Unfortunately, most of us breathe shallowly though our mouths. "The rib cage has a natural squeezing effect to help get air out," notes Douillard. "Add emotions to that, and for most of us our rib cage has become a cage, squeezing on our heart and our lungs, forcing us to breathe like rabbits — little, shallow, upper-chest breaths, 28,000 times a day."
To measure whether you have sufficient respiratory capacity, try this exercise from Douillard: Go for a walk, breathe deeply in through your nose, count how many steps you take for one full inhalation and exhalation. "You need at least 21 steps per breath through your nose to have some sense of respiratory efficiency." Or, if you go for a moderate run, and you should not have to open your mouth to breathe, he adds.

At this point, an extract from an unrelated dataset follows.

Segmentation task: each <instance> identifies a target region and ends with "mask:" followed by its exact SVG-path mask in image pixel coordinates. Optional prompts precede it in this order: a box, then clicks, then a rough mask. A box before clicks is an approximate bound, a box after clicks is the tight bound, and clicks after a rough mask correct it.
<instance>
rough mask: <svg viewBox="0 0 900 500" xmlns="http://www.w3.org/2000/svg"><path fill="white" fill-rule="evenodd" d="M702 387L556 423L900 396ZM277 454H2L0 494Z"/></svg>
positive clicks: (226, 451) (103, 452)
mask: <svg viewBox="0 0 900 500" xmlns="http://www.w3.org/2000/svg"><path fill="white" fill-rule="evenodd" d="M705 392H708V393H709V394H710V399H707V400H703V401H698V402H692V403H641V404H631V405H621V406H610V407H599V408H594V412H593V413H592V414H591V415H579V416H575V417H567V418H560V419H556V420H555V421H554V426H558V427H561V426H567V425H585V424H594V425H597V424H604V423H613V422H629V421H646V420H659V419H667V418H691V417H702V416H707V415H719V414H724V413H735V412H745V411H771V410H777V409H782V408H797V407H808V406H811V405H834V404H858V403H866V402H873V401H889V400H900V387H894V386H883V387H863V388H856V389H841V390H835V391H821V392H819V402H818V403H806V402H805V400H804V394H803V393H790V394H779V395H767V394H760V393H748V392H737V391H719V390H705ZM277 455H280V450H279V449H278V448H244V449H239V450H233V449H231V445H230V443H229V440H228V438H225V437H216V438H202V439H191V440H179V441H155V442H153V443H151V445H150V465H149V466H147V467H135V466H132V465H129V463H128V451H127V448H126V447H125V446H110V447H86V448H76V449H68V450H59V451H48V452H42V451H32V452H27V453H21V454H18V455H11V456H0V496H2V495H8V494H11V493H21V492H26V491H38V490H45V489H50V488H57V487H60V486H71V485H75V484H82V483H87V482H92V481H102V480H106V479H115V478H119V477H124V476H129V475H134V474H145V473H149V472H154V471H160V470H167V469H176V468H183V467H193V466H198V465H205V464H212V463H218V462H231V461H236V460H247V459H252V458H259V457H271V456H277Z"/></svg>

Are Your Feelings a Sinusitis Trigger?
Of course, in addition to the mechanics of proper breathing, the intertwining of the physical with the mental components of sinusitis cannot be overlooked. "Think of the body in terms that everyone has a loose screw somewhere," says Dr. Schulz, the medical intuitive. "Illness is in part genetic; in part due to viruses, bacteria, or old injury; and in part due to emotional health." In other words, you may be predisposed toward sinus problems as a result of a deviated septum or a broken nose, but without unhealthy emotions, thoughts, and beliefs to drive the disease process, you might never experience infected sinuses.
So consider that to fully recover from any respiratory disease, you'll need to address all facets of the cause. Otherwise, you could end up treating symptoms, which will bring some relief but never get you to the pinnacle of vitality — where Dr. Ivker, a former sinusitis sufferer, says he is today, due to tackling his problem from all directions.